In totale l’86% dei pazienti ha fatto più somministrazioni di rituximab, sia in seguito a una recidiva sia come dose regolare di mantenimento a 6 mesi. La dose cumulativa mediana è risultata di 6 g.

Nel 13% dei pazienti che avevano ipogammaglobulinemia al momento della prima alla prima somministrazione di rituximab, il 5% l’aveva in forma lieve (IgG tra 5 e 5,9 g/l), il 6% moderata (IgG tra 3 e 4,9 g/l) e il 6% grave (IgG inferiore a 3 g/l) nel 2%.

I livelli effettivi di IgG sono risultati simili per tutto il follow-up, con una mediana di 9,3 g/l al momento della prima somministrazione dell’anticorpo, 8,4 g/l 6 mesi più tardi e 8,25 g/l dopo 5 anni.

Inoltre, non si sono osservate riduzioni significative delle IgA, mentre i livelli di IgM sono diminuiti, passando da 0,8 g/l a 0,55 g/l dopo 5 anni.

Si sono, invece, osservate alcune differenze in funzione delle quantità di rituximab somministrate. I livelli delle IgG sono rimasti stabili nei pazienti la cui dose cumulativa era stata inferiore a 6 g. Al contrario, i pazienti a cui sono stati somministrati 6 g o più avevano inizialmente livelli mediani di IgG pari 9,8 g/l, ma dopo 5 anni i livelli sono scesi a 7,5 g/l. In ogni caso, osservano i ricercatori, la variazione non è significativa (P = 0,381).

Durante un totale di 8012 mesi-paziente di follow-up, si sono osservate 177 infezioni in 71 pazienti. La frequenza delle infezioni è in genere scesa nel tempo, con 21,5 casi per 100 anni-paziente nel primo anno, 10,9 nel secondo, e 5,2, 1,9 e 2,5 rispettivamente nel terzo, quarto e quinto.

Infezioni gravi sono state osservate nel 42% dei pazienti in cui le IgG erano inferiori a 6 g/l e nel 39% di quelli con livelli di IgG superiori.
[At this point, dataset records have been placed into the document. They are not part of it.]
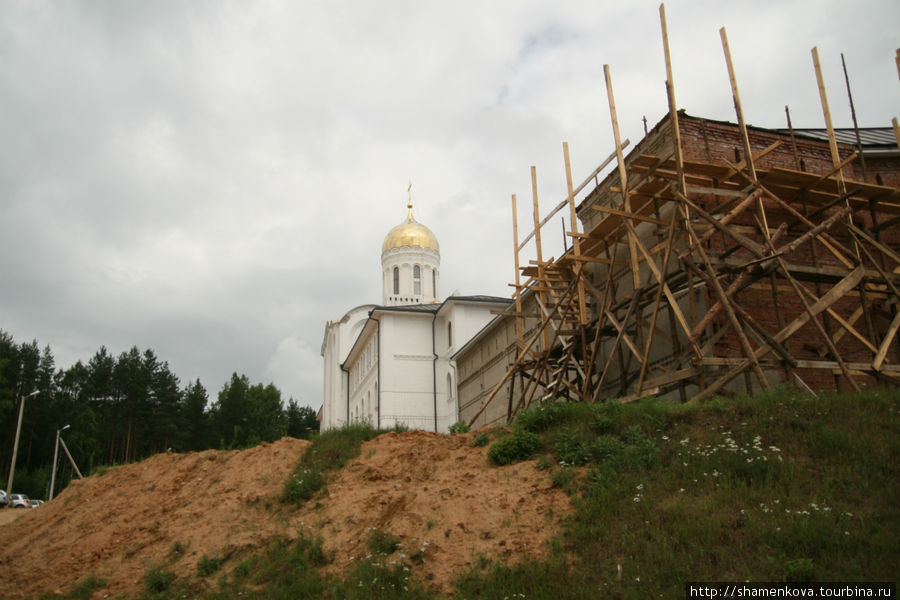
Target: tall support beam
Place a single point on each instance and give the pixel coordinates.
(576, 240)
(520, 325)
(542, 281)
(737, 106)
(823, 97)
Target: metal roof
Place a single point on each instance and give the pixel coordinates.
(870, 137)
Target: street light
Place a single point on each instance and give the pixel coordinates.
(55, 455)
(12, 466)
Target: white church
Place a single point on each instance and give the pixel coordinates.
(392, 364)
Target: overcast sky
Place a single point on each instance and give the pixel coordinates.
(213, 180)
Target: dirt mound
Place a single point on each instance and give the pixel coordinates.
(436, 493)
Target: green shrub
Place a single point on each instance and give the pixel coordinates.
(460, 427)
(157, 580)
(303, 486)
(209, 565)
(481, 439)
(542, 417)
(571, 446)
(606, 448)
(382, 542)
(84, 589)
(642, 451)
(513, 448)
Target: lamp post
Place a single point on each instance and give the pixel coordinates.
(12, 466)
(55, 455)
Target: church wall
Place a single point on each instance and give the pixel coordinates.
(407, 370)
(362, 377)
(339, 338)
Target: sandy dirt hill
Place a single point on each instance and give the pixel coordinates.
(434, 492)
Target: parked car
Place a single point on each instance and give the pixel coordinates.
(19, 501)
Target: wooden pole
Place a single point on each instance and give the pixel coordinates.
(787, 112)
(542, 281)
(623, 176)
(576, 242)
(673, 108)
(832, 142)
(737, 105)
(862, 158)
(519, 321)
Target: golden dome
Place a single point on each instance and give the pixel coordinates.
(410, 233)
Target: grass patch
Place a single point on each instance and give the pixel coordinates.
(158, 580)
(779, 487)
(84, 589)
(207, 565)
(382, 542)
(521, 445)
(329, 451)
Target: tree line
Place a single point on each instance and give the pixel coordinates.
(123, 409)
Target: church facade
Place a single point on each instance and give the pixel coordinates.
(392, 364)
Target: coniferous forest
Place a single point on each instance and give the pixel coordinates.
(123, 409)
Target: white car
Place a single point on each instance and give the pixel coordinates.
(19, 501)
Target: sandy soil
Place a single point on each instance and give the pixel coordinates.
(434, 492)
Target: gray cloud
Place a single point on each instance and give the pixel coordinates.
(213, 180)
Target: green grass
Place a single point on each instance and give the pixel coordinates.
(329, 451)
(779, 487)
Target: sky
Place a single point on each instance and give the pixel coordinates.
(213, 180)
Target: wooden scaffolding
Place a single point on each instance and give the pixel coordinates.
(699, 277)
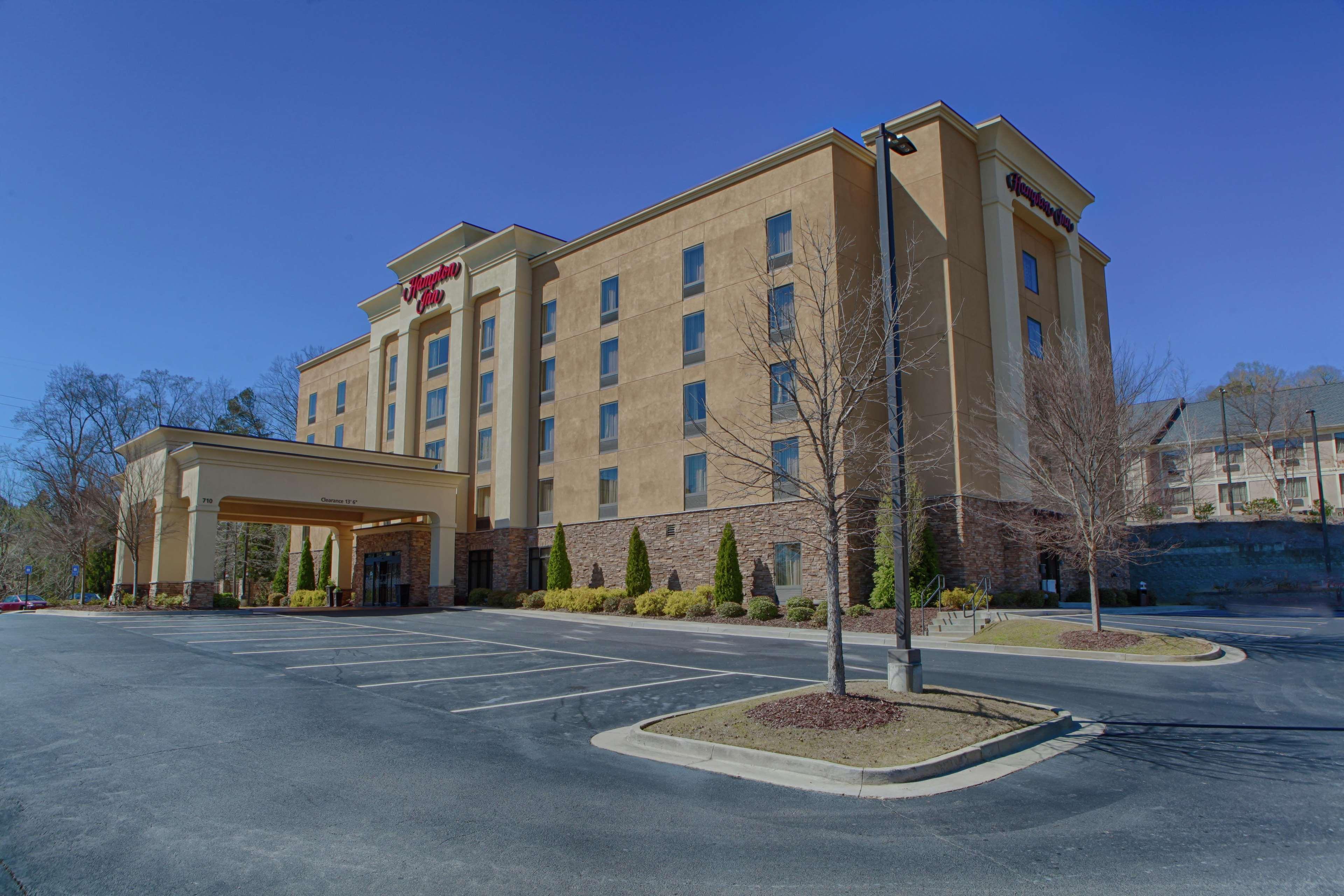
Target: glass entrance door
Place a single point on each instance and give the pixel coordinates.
(382, 580)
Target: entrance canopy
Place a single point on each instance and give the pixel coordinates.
(179, 484)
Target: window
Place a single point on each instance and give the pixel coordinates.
(694, 410)
(785, 469)
(697, 483)
(480, 570)
(607, 483)
(611, 300)
(547, 323)
(693, 271)
(788, 570)
(693, 339)
(783, 407)
(437, 357)
(435, 450)
(1236, 456)
(545, 502)
(487, 393)
(611, 357)
(538, 567)
(436, 406)
(487, 338)
(484, 445)
(1288, 449)
(779, 238)
(1029, 273)
(483, 508)
(781, 314)
(549, 381)
(546, 440)
(1238, 493)
(608, 428)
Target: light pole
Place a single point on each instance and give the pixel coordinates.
(1320, 492)
(904, 668)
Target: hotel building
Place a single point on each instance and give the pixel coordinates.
(507, 381)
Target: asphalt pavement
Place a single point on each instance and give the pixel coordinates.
(449, 753)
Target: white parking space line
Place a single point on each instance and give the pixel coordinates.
(307, 637)
(492, 675)
(452, 656)
(588, 694)
(357, 647)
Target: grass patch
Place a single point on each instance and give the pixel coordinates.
(1043, 633)
(932, 724)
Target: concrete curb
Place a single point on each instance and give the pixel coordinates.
(858, 637)
(956, 770)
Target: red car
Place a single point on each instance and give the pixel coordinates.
(22, 602)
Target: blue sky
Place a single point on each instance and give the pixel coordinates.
(205, 186)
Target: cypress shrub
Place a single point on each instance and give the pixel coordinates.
(728, 572)
(307, 581)
(558, 574)
(638, 577)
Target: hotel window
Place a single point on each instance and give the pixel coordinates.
(538, 567)
(695, 483)
(436, 406)
(779, 238)
(783, 407)
(483, 507)
(547, 323)
(609, 363)
(693, 271)
(545, 503)
(549, 381)
(781, 314)
(694, 410)
(546, 440)
(788, 570)
(607, 493)
(487, 393)
(693, 339)
(484, 448)
(437, 357)
(608, 428)
(1238, 493)
(487, 338)
(1035, 343)
(1029, 273)
(785, 469)
(611, 300)
(1236, 456)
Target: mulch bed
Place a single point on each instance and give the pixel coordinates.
(1099, 640)
(826, 713)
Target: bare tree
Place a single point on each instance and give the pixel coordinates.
(815, 432)
(1088, 433)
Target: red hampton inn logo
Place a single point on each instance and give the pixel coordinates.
(1019, 186)
(424, 288)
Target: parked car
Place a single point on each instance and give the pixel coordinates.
(22, 602)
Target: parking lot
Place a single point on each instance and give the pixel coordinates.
(449, 753)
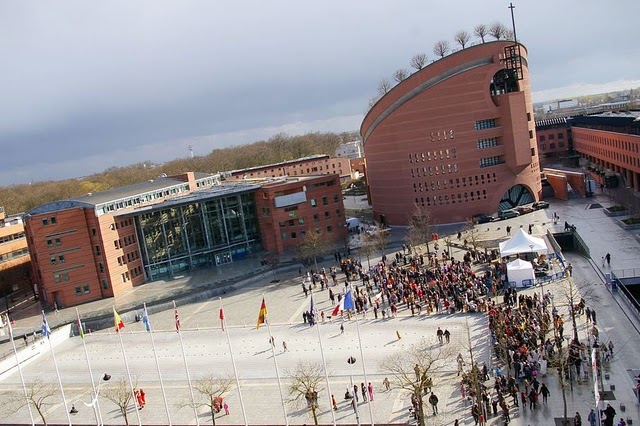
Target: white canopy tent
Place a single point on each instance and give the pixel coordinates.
(521, 273)
(522, 242)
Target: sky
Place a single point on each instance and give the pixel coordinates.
(85, 86)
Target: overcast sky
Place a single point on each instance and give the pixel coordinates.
(89, 85)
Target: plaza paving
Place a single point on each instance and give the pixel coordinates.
(208, 352)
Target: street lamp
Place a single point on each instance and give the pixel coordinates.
(351, 360)
(105, 378)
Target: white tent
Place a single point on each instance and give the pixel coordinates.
(522, 243)
(521, 273)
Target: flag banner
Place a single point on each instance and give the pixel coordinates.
(117, 321)
(347, 301)
(80, 330)
(262, 315)
(46, 331)
(145, 319)
(175, 314)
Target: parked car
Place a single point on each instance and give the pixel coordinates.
(508, 214)
(482, 218)
(540, 205)
(525, 209)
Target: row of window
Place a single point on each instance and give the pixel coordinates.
(431, 170)
(12, 237)
(293, 235)
(465, 197)
(551, 137)
(422, 157)
(13, 254)
(491, 161)
(128, 239)
(444, 184)
(49, 220)
(487, 143)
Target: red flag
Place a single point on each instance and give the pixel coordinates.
(176, 316)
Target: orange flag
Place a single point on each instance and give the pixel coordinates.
(262, 315)
(117, 321)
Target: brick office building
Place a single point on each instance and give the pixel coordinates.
(611, 143)
(456, 137)
(291, 207)
(14, 255)
(99, 245)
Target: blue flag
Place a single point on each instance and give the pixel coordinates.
(46, 331)
(145, 319)
(348, 300)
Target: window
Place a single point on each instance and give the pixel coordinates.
(485, 124)
(486, 143)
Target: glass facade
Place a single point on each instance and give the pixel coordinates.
(198, 234)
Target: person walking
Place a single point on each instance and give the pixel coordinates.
(544, 391)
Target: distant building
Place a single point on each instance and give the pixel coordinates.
(610, 142)
(14, 255)
(456, 137)
(306, 166)
(102, 244)
(351, 150)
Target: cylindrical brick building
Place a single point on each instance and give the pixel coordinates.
(457, 137)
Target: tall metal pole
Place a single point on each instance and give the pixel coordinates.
(24, 387)
(513, 22)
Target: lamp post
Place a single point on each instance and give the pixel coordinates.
(105, 378)
(351, 360)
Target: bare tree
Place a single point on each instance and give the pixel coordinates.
(462, 38)
(312, 245)
(419, 230)
(305, 381)
(38, 395)
(120, 394)
(441, 48)
(211, 391)
(481, 31)
(400, 75)
(497, 30)
(419, 60)
(413, 372)
(384, 86)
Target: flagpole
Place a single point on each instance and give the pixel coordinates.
(24, 386)
(96, 407)
(326, 374)
(47, 330)
(235, 370)
(155, 355)
(275, 361)
(186, 366)
(364, 368)
(126, 364)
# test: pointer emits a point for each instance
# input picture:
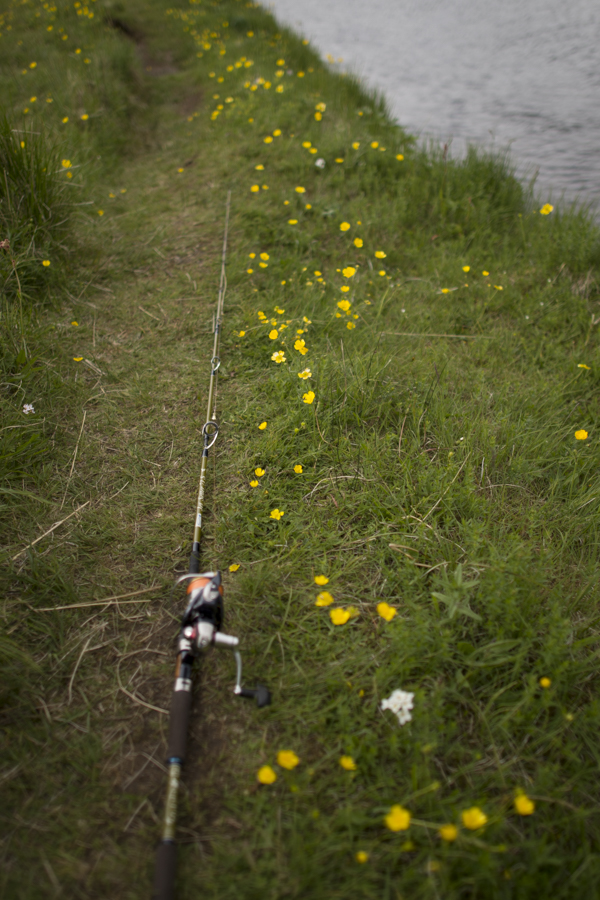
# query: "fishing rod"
(200, 626)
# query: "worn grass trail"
(445, 335)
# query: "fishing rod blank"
(200, 628)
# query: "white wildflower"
(401, 703)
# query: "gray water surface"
(499, 73)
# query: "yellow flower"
(266, 775)
(386, 611)
(300, 345)
(287, 759)
(473, 818)
(339, 616)
(398, 818)
(523, 805)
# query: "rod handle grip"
(164, 875)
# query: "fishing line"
(201, 623)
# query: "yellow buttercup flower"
(266, 775)
(398, 818)
(386, 611)
(523, 805)
(339, 616)
(473, 818)
(287, 759)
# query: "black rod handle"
(164, 875)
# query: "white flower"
(401, 703)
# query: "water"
(518, 73)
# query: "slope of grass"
(428, 461)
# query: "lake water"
(518, 73)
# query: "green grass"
(440, 475)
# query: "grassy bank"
(443, 324)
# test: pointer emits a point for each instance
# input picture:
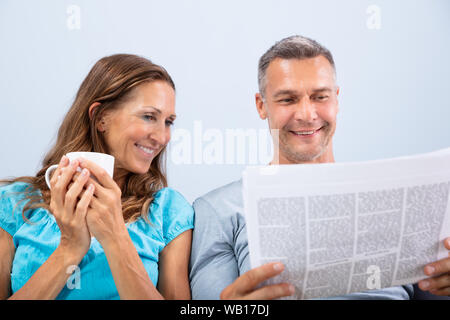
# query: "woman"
(125, 237)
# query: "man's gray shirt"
(220, 248)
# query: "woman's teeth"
(146, 150)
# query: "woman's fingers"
(83, 204)
(102, 176)
(75, 190)
(57, 195)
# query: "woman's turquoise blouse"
(170, 215)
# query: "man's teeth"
(147, 150)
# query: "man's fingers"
(435, 283)
(270, 292)
(438, 267)
(249, 280)
(441, 292)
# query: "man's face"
(301, 102)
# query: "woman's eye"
(321, 98)
(148, 117)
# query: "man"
(298, 97)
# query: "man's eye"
(286, 100)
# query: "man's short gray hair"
(293, 47)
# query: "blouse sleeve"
(11, 207)
(177, 214)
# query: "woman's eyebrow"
(157, 110)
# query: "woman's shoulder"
(169, 196)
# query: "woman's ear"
(92, 108)
(101, 125)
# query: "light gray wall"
(392, 61)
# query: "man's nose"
(305, 110)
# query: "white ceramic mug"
(104, 160)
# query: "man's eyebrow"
(322, 89)
(285, 92)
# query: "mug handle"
(48, 172)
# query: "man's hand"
(439, 284)
(243, 288)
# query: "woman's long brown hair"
(109, 82)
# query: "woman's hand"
(69, 205)
(104, 216)
(439, 272)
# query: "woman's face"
(140, 128)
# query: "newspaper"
(349, 227)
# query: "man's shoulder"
(223, 201)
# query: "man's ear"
(101, 125)
(260, 106)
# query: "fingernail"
(277, 266)
(424, 284)
(429, 269)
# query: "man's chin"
(301, 156)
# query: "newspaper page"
(349, 227)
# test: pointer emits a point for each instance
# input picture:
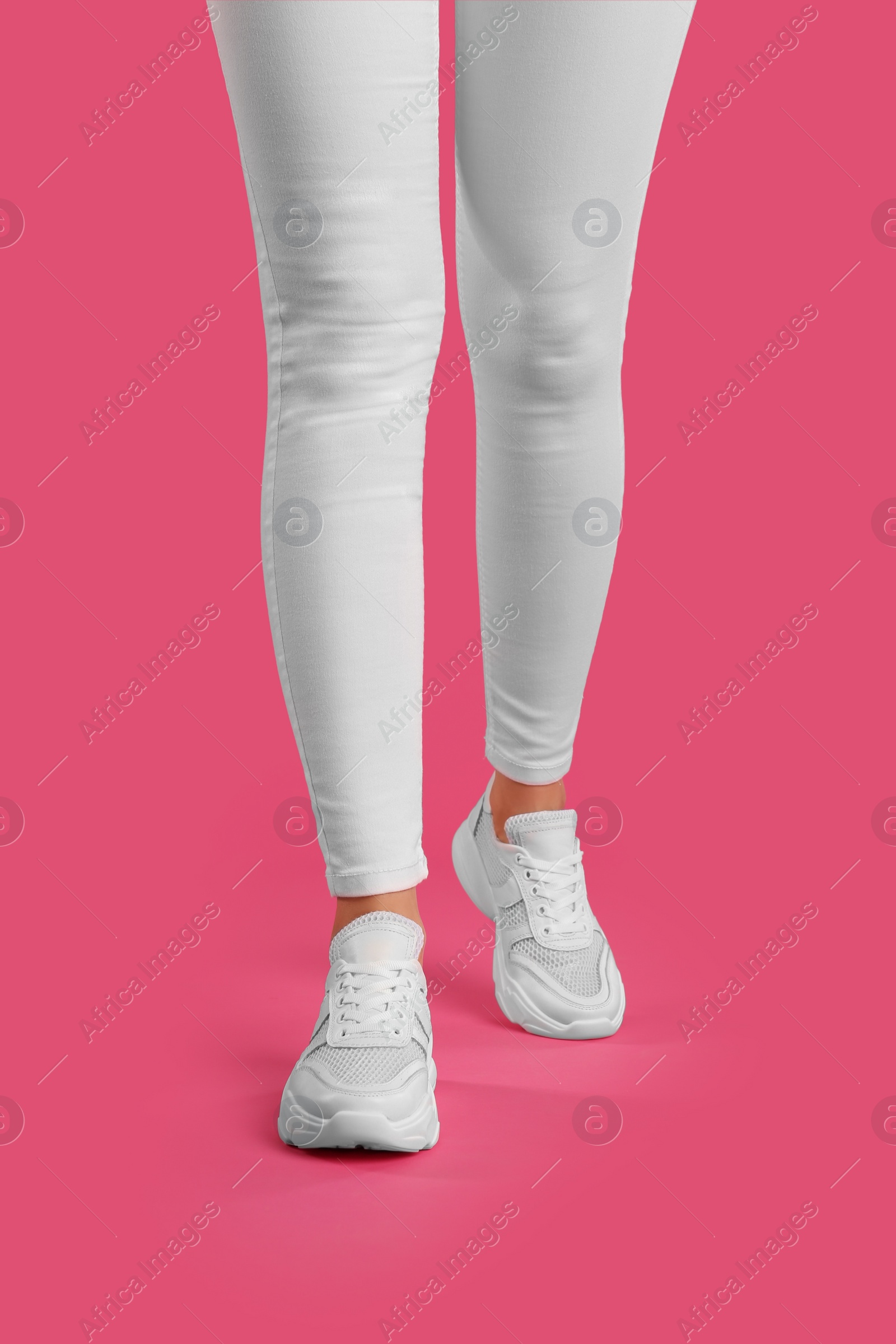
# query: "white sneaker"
(367, 1077)
(554, 971)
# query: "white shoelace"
(561, 888)
(375, 998)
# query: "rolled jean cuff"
(527, 773)
(375, 884)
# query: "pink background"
(127, 1136)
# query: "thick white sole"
(512, 999)
(302, 1124)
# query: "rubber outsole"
(512, 999)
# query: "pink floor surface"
(780, 1101)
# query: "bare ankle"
(511, 799)
(398, 902)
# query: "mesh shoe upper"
(374, 1022)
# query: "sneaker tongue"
(378, 936)
(544, 835)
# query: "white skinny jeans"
(559, 105)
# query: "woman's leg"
(336, 106)
(559, 106)
(558, 118)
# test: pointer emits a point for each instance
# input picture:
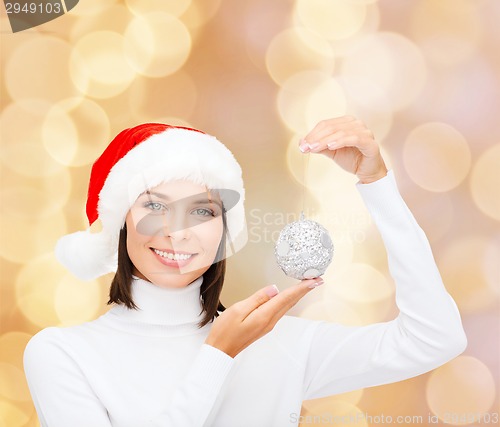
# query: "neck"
(165, 309)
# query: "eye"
(154, 206)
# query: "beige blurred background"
(423, 75)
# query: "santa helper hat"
(138, 159)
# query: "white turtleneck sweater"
(151, 368)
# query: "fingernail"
(272, 291)
(318, 282)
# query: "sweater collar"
(170, 307)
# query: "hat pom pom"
(87, 255)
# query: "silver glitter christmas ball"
(304, 249)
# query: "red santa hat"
(138, 159)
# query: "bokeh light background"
(424, 75)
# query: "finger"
(360, 140)
(327, 127)
(366, 146)
(246, 306)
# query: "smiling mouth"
(174, 256)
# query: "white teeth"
(172, 256)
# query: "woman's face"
(173, 233)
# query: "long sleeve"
(427, 331)
(63, 396)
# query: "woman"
(168, 353)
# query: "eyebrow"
(165, 197)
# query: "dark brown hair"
(211, 288)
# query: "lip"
(173, 263)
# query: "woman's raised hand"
(250, 319)
(350, 144)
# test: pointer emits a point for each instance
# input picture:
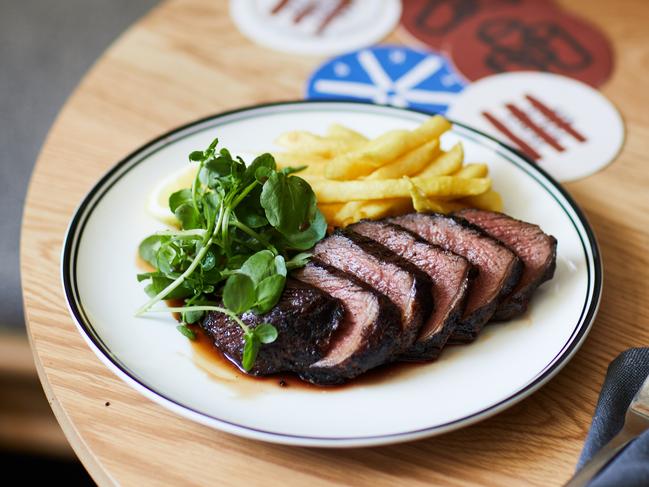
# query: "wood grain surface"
(186, 60)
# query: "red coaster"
(531, 38)
(430, 21)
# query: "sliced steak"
(498, 267)
(450, 279)
(305, 318)
(385, 271)
(537, 251)
(368, 334)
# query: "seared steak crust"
(305, 318)
(405, 285)
(368, 334)
(499, 269)
(536, 249)
(448, 272)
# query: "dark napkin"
(624, 377)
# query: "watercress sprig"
(240, 229)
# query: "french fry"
(300, 141)
(421, 202)
(385, 148)
(473, 171)
(329, 191)
(408, 164)
(337, 131)
(446, 163)
(354, 211)
(330, 211)
(296, 159)
(315, 165)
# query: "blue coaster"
(388, 75)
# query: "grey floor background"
(45, 48)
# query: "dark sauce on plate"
(213, 361)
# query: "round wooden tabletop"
(186, 60)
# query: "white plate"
(468, 383)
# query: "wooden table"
(186, 60)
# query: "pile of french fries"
(397, 172)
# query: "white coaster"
(318, 27)
(565, 126)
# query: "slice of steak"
(385, 271)
(449, 274)
(305, 318)
(498, 267)
(536, 249)
(368, 334)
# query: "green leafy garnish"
(240, 231)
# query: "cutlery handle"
(601, 459)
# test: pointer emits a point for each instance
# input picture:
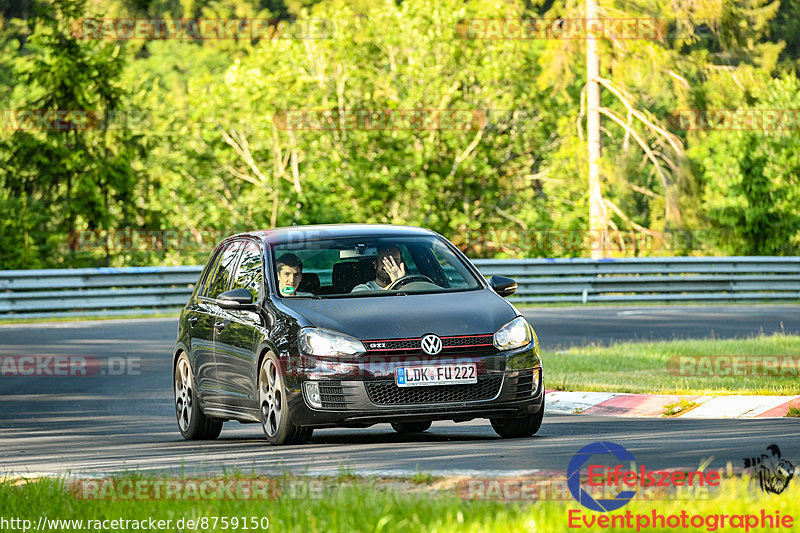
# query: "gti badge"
(431, 344)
Nella discussione, gli autori osservano che i loro risultati dovrebbero essere interpretati alla luce delle strategie cliniche utilizzate nel loro centro per minimizzare i rischi di infezione; tra queste, un attento monitoraggio delle immunoglobuline, il non utilizzo di altri immunosoppressori durante la terapia con rituximab e una riduzione del ricorso ai corticosteroidi. Inoltre, i pazienti che sviluppano infezioni ricorrenti sono sottoposti a una profilassi antibiotica e all’infusione di immunoglobuline per via endovenosa, se necessario.

"I nostri dati suggeriscono che a patto di eseguire un attento monitoraggio e di utilizzare con giudizio le terapie profilattiche, l’ipogammaglobulinemia IgM, la transitoria ipogammaglobulinemia IgG lieve/moderata o l’occasionale ipogammaglobulinemia IgG grave osservate nei pazienti sottoposti a somministrazioni ripetute di rituximab non sono fattori determinanti ai fini del rischio di infezione in una popolazione affetta da una malattia autoimmune multisistemica grave" concludono i ricercatori.

H. Marco, et al. The effect of rituximab therapy on immunoglobulin levels in patients with multisystem autoimmune disease. BMC Musculoskeletal Dis 2014; doi: 10.1186/1471-2474-15-178.